The gradual shift in emphasis among development partners toward local accountability and inclusiveness, in order to ensure prudent management of public resources and service delivery, comes as no surprise. Strategies to achieve these objectives have been mainly placed on decentralization efforts, such as the transfer of political, financial and administrative authority and responsibilities to local councils and entrenching competitive multiparty elections at the council level. The idea here is that free and fair elections give constituents the opportunity to demand accountability from elected local council officials. Unfortunately, in practice, decentralization and multiparty elections do not always guarantee local accountability and effective service delivery. This is not even in the case in some of Africa’s most established democracies.
Typically, candidates running for local council are chosen through primaries held by each political party. In most cases, party “kingmakers” provide financial and organizational support to candidates on the condition of their party allegiance. Therefore, in the use of local council funds, elected local authorities tend to prioritize political party interest at the expense of constituents’ needs. In other instances, candidates would borrow from financial institutions to finance their electoral campaigns and would pay back with council funds. Either way, the consequence is that funds allocated for basic services are captured by local officials. The World Bank Expenditure Tracking and Service Delivery Surveys, which cover 15 countries in sub-Saharan Africa, show that in the absence of interventions, large amounts of funding for education and health services are diverted by local officials and politicians.
In many African countries, institutional frameworks that balance the interests of politicians and political parties with the needs of local constituent are weak or nonexistent. Therefore, there is a general lack of accountability for local politicians and officials. Constituents often do not have a way for redress if services are not delivered other than to wait for the next election in four to six years. Therefore, free and fair elections cannot be used as the sole mechanism for ensuring political accountability, as many African politicians tend to renege on their electoral promises soon after they are elected.

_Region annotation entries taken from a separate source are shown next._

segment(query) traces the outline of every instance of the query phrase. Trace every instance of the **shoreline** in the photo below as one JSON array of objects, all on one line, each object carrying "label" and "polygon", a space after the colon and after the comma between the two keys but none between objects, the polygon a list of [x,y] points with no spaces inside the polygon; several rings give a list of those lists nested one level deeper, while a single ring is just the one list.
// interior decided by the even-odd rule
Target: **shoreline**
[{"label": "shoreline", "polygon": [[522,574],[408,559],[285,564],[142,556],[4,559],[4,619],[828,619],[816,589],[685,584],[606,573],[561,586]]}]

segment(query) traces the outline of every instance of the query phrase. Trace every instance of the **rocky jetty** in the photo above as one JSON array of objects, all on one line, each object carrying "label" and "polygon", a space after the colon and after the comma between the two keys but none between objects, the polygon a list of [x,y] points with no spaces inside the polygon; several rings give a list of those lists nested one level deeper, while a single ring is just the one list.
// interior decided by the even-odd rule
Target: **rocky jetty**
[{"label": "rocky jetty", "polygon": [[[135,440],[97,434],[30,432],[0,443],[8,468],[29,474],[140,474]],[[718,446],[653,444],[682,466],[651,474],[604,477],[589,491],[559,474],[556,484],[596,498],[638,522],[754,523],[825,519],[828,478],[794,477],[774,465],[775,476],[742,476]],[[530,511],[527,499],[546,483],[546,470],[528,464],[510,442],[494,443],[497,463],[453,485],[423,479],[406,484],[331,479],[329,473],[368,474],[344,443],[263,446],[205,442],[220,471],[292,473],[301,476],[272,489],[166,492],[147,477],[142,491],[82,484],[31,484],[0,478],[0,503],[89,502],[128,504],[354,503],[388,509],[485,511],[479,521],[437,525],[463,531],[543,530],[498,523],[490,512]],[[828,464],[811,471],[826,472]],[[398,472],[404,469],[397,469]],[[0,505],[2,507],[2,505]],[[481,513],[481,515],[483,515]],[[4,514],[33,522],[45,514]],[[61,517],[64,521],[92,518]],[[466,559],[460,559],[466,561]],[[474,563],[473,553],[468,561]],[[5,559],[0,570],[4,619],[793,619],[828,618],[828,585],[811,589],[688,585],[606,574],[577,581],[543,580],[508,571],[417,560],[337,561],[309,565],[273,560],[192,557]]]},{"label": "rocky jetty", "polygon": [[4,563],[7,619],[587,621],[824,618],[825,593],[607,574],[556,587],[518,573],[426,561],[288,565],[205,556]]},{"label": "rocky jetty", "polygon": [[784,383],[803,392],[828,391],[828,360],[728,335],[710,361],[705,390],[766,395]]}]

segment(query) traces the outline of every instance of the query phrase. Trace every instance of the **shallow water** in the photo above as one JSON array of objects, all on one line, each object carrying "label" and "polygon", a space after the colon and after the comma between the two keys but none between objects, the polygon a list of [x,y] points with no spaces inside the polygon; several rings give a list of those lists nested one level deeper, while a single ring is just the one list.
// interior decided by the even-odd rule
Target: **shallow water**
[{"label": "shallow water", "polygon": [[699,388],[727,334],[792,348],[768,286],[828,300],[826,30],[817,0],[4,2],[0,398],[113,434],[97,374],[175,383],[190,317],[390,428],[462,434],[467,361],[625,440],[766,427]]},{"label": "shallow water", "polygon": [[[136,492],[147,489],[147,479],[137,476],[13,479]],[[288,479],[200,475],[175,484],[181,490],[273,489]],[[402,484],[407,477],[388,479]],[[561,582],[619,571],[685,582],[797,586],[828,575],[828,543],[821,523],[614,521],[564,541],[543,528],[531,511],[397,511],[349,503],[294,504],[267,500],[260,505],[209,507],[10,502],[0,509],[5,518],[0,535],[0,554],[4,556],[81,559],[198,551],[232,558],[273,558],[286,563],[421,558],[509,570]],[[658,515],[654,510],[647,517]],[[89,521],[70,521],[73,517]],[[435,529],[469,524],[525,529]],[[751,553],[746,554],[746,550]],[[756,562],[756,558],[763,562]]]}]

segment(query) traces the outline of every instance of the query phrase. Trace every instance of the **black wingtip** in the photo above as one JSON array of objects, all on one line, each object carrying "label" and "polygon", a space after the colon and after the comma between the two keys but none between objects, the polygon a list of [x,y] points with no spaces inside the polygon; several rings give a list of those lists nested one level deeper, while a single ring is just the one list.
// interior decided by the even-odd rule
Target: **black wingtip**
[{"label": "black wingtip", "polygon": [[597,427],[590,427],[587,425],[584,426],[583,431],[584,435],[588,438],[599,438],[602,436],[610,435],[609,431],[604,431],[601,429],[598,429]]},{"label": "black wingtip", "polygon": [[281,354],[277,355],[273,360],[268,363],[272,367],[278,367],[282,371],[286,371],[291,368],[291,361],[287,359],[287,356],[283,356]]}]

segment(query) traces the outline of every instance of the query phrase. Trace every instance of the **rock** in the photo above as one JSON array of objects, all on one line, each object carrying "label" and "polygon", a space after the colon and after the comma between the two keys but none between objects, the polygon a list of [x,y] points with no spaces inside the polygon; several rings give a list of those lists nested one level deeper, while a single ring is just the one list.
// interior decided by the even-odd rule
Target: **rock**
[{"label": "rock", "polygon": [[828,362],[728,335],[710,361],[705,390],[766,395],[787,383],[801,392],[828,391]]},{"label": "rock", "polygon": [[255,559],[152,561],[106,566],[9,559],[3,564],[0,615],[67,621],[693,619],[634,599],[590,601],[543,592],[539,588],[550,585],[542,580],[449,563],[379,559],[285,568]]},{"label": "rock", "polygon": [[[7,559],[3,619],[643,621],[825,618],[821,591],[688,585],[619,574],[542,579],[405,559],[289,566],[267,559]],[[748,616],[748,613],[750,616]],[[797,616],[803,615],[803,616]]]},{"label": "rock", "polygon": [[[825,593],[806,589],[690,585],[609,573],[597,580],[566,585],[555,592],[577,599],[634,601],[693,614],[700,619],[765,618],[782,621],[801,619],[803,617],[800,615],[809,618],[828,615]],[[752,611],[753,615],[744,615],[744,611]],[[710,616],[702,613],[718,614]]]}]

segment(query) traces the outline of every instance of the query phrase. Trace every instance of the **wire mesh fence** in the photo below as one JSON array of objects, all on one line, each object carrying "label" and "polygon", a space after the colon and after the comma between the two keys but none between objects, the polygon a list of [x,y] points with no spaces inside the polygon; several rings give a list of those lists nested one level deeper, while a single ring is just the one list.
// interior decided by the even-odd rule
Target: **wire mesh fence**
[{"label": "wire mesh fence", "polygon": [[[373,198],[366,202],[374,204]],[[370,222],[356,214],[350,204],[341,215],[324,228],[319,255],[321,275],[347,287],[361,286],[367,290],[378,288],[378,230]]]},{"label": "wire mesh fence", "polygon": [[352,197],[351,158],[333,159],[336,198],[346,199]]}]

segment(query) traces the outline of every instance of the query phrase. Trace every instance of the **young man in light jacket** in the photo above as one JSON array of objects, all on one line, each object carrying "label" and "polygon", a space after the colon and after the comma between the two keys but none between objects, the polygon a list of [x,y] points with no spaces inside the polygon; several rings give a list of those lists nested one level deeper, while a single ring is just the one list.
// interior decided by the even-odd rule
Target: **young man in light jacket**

The current consensus that more information guarantees transparency ignores the fact that having information is one thing but being able to act on it is another. Constituents’ ability to critically scrutinize local officials depends on the extent of their supervisory power within the local governance framework. In many cases, this supervisory power is weak or non-existent.
To address the underlying institutional weakness, we suggest the following two reforms in the governance of local councils in sub-Saharan Africa: The framework of local governance should be restructured to provide constituents with the power to recall non-performing or corrupt officials. Additionally, political party involvement should be de-emphasized in local governance. The latter is not entirely new to Africa. In Ghana political parties are banned from participating in local elections, which allows constituents to supervise their elected officials. Indeed, the World Bank Expenditure Tracking and Service Delivery Surveys show public resource leakage rarely occurs between the district government and the recipient facilities in Ghana, demonstrating that accountability is better enforced by empowered constituents.
Local accountability will remain elusive as long as it is inhibited by decentralization and elections. Currently, the election process does not control the quality of political kingmakers, or the institutions that restrain the behavior of elected leaders.